Last school year, 7,500 Baltimore City students dropped out of school, down from 12,000 students the previous school year. The bill proposes a gradual increase in the compulsory school attendance age, going to 17 for the upcoming school year and to 18 the following year.

“My reason for wanting to move it to 18 is because children are children when they are 16 and should not be given the right to such a life-changing decision,” Pugh said. “Many of them will regret it. Some of them will come back years later after spending years of not having an education.”

With the implementation of the bill, students would stay in school until they graduate or until they are 18. That way, Pugh anticipates another decrease of about 4,000 kids by the time the age increases to 17, and that same drop once it is 18.

“And then you’re down to about $1,500,” she said.
There are many repercussions to allowing students to dropout at 16, Pugh said. Many of the dropouts will become low-income citizens or go to jail like many of the juveniles who leave school before graduating.

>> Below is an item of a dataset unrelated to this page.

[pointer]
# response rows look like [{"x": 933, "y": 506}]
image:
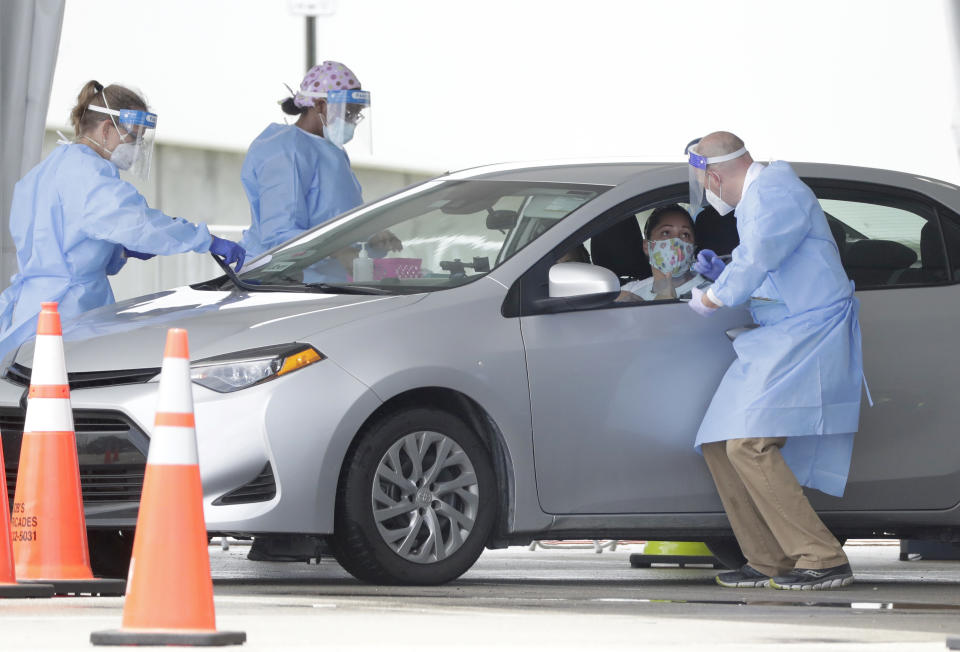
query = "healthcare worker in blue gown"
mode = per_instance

Each year, the state spends $86,000 to incarcerate children. Once the bill is approved, the state will save $110,000 on incarceration, unemployment and job training programs.

“I had a study done that looked at what needed to be done to move the compulsory age. I gradually took from the study some of the things that need to be done, like all kinds of programs that needed to be in place, and we’ve done that all throughout the state.”

Pugh said Gov Martin O’Malley wrote a letter in support of her bill and is working out ways to find extra money in the budget to accommodate more students in school. A $48.8 million fiscal note is attached to the suggested legislation in its first year, but the senator says the bill will have a long-term benefit in Baltimore City and across the state.

“The ultimate benefit for Baltimore City and the state of Maryland will be that you’ll have a more educated work force,” Pugh said. “You’ll have tax-paying citizens that can contribute to the welfare of the state.”